Bir uzman bu durumu şöyle özetliyor: "Trumpçılık, Trump'ın başkanlığından uzun sürecek." Bu ifade, yalnızca belirli bir siyasetçinin etkisini değil, onun temsil ettiği içe kapanmacı politik anlayışın Batı dünyasında yarattığı kırılmaları da işaret ediyor. Bu kırılmalar, yalnızca Washington'daki iktidar değişimleriyle düzelmeyecek kadar derin.
Tarihten günümüze bir hatırlatma
Bugünkü tablo, tarihsel bir dönemece de çağrışım yapıyor. 1947'nin Şubat ayında İngiltere'nin Washington Büyükelçisi Lord Inverchapel, dönemin ABD Dışişleri Bakanı George Marshall'a teslim ettiği diplomatik mesajlarla önemli bir dönüm noktasına işaret etmişti. İngiltere, savaş sonrası ekonomik ve siyasi yorgunluk içinde, artık Yunanistan ve Türkiye'deki etkisini sürdüremeyeceğini bildiriyor; yardım çağrısında bulunuyordu.
Bu yardım çağrısı, kısa süre sonra Truman Doktrini'ne ve ABD'nin Soğuk Savaş boyunca oynayacağı küresel liderlik rolüne zemin hazırlayacaktı. Ancak bugün benzer bir sürecin tersine döndüğü gözlemleniyor: ABD artık sahneden çekilme eğiliminde.
Boşlukta kim var?
ABD'nin bölgesel krizlerde daha temkinli ya da geri planda durma politikası, dünya sahnesinde yeni aktörlerin ön plana çıkmasına zemin hazırlıyor.
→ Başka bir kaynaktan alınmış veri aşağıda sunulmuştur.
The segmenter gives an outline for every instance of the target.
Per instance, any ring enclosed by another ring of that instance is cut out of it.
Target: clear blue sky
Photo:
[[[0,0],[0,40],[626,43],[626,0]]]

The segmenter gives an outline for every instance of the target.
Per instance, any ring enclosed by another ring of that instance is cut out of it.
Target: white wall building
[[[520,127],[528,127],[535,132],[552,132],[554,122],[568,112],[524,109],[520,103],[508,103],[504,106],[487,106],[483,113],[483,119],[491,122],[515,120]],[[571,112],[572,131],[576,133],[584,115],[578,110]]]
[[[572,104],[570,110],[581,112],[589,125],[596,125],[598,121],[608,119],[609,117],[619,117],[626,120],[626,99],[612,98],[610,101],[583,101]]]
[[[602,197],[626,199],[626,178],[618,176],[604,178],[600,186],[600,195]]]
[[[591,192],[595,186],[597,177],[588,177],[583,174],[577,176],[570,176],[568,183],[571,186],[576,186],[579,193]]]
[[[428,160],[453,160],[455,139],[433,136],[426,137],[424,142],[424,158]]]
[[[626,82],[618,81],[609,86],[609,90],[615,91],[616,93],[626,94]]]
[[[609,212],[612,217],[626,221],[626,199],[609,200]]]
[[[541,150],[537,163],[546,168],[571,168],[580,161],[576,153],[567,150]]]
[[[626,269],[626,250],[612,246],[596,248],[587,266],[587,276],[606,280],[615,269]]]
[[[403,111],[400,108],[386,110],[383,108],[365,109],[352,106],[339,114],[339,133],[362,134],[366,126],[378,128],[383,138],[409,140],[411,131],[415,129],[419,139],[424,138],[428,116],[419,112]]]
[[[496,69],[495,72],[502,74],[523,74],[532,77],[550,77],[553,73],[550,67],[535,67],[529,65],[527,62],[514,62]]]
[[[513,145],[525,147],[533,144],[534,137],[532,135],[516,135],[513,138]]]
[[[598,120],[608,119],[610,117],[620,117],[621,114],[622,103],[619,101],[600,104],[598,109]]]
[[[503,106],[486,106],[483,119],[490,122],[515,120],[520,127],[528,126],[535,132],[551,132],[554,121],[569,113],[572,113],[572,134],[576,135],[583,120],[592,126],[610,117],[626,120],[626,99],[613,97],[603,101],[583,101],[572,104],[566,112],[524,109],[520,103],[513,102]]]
Çin, ekonomik gücü ve Kuşak-Yol Girişimi ile Asya ve Afrika'da etkisini artırırken; Rusya, Ukrayna savaşıyla birlikte Batı'yla doğrudan karşı karşıya gelerek agresif bir rol üstlenmiş durumda.
Ayrıca bölgesel güçler de kendi alanlarını genişletme eğiliminde. Türkiye, İran, Hindistan gibi ülkeler; küresel denklemlerde kendi etkilerini artırma yönünde aktif politikalar izliyor. Avrupa Birliği ise stratejik özerklik fikriyle, ABD'nin yokluğunda ne ölçüde bütünlüklü hareket edebileceği sorusuyla baş başa.
Geleceğe dair soru işaretleri
Batı'nın güvenlik krizi sadece askeri değil; siyasi, ekonomik ve toplumsal düzeyde de köklü değişimlerin habercisi. ABD'nin liderliğindeki uluslararası düzen, yerini çok kutuplu ve belirsizliklerle dolu bir düzene bırakıyor olabilir. Bu geçiş süreci, sadece güç dengelerini değil, uluslararası hukukun, ittifakların ve küresel normların da yeniden tanımlanmasını gerektirecek.